2014-10-06 niner ros 9 plsu

We tried to ride the Niner ROS 9 Plus at Interbike, but there just weren’t any demo bikes available. Niner is still short on demo rigs for the ROS 9 Plus, but at Outerbike I was able to hop on one of the employee’s personal rigs and take it for a spin. The build kit on the bike I rode was totally not stock, but nevertheless I was able to get a feel for what this bike has in store.

The stock ROS 9 Plus complete will ship with Stans NoTubes ZTR Hugo 29+ wheels, Shimano Deore M615 brakes, a SRAM X1 1×11 drivetrain, and a complete Niner alloy cockpit, all for the price of $3,000. However, this rig features an eccentric bottom bracket so that it can be setup as a singlespeed, as my test rig was. The bike I specifically rode featured a singlespeed drivetrain, Surly Knard 29×3 tires, a carbon bar in the cockpit, and a RockShox Reverb dropper post. So like I said–definitely not stock!


Ros 9 Tire Clearance
Ros 9 Tire Clearance

IMG_0184-ros 9

Out on the trail, the ROS 9 Plus’s playful qualities immediately emerged. With a 69-degree headtube angle (or a 68 if setup with a 100mm fork… when one’s available), it’s clear that this rig was designed for having fun and handling well. Of course, who would build a rigid steel 29+ with the purpose of breaking land speed records? As I mentioned when I reviewed the Surly Krampus two years ago, I think the 29+ wheel size is all about fun and not taking yourself too seriously. I don’t personally think this tire/wheel size was first designed to overcome a specific obstacle in the mountain bike world, but rather as an experiment–and an experiment that turned out to be a whole hell of a lot of fun. The ROS 9 Plus is squarely in line with that let’s-go-screw-around-on-bikes-and-have-fun ethos.

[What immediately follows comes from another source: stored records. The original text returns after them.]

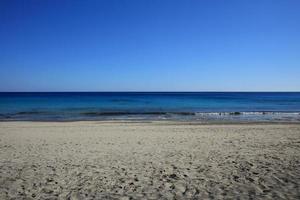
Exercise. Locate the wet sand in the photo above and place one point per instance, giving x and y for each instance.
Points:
(157, 160)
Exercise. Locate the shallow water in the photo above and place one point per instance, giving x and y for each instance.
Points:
(201, 106)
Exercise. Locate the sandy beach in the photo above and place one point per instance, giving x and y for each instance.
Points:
(154, 160)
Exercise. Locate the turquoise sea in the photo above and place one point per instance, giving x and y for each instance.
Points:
(199, 106)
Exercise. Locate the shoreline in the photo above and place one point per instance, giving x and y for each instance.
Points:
(157, 160)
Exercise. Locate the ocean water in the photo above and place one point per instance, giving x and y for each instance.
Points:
(199, 106)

While the singlespeed drivetrain isn’t a stock option for the ROS 9 Plus, after whipping around the Moab Brand trails on this custom build I’m thoroughly convinced that if I’m going to own a rigid singlespeed, it’s going to be a 29+. While sure, some people are into going fast on their singlespeeds, if I was to buy/build one, it would be for a change of pace and to focus on having fun on the trails and not taking myself too seriously–coincidentally, exactly what I think the ROS 9 Plus is all about.

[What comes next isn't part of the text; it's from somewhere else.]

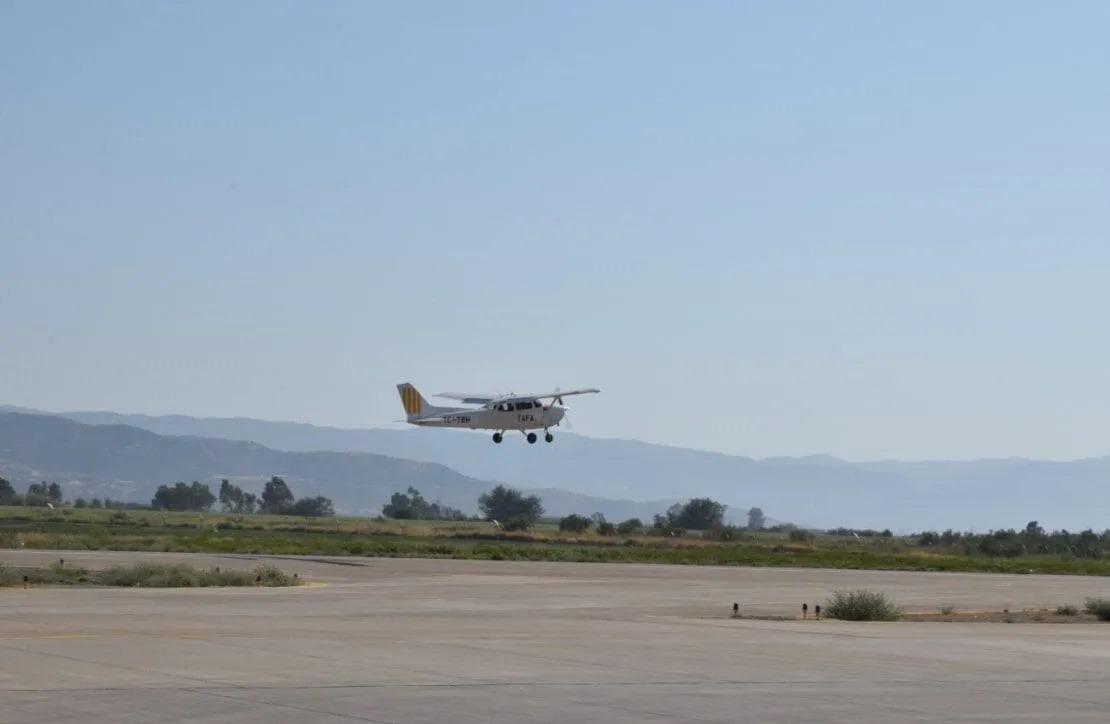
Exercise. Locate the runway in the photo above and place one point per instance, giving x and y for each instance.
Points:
(382, 640)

Additionally, the larger 29+ tires and lower tire pressures offer much more forgiveness than a normal rigid 29er, and while you might think that the extra size would bog things down, I flew around the test track at Outerbike surprisingly fast. Yeah, I know I said that this bike wasn’t about riding fast and winning races… but that doesn’t mean it’s slow at all!

Bottom Line

If for some strange reason mountain biking is losing its luster for you or if you think the sport is just getting too serious and too complicated, simplify your life and add some fun at the same time with Niner’s fabulous new 29+ offering! And for extra simplicity, definitely go with a singlespeed build.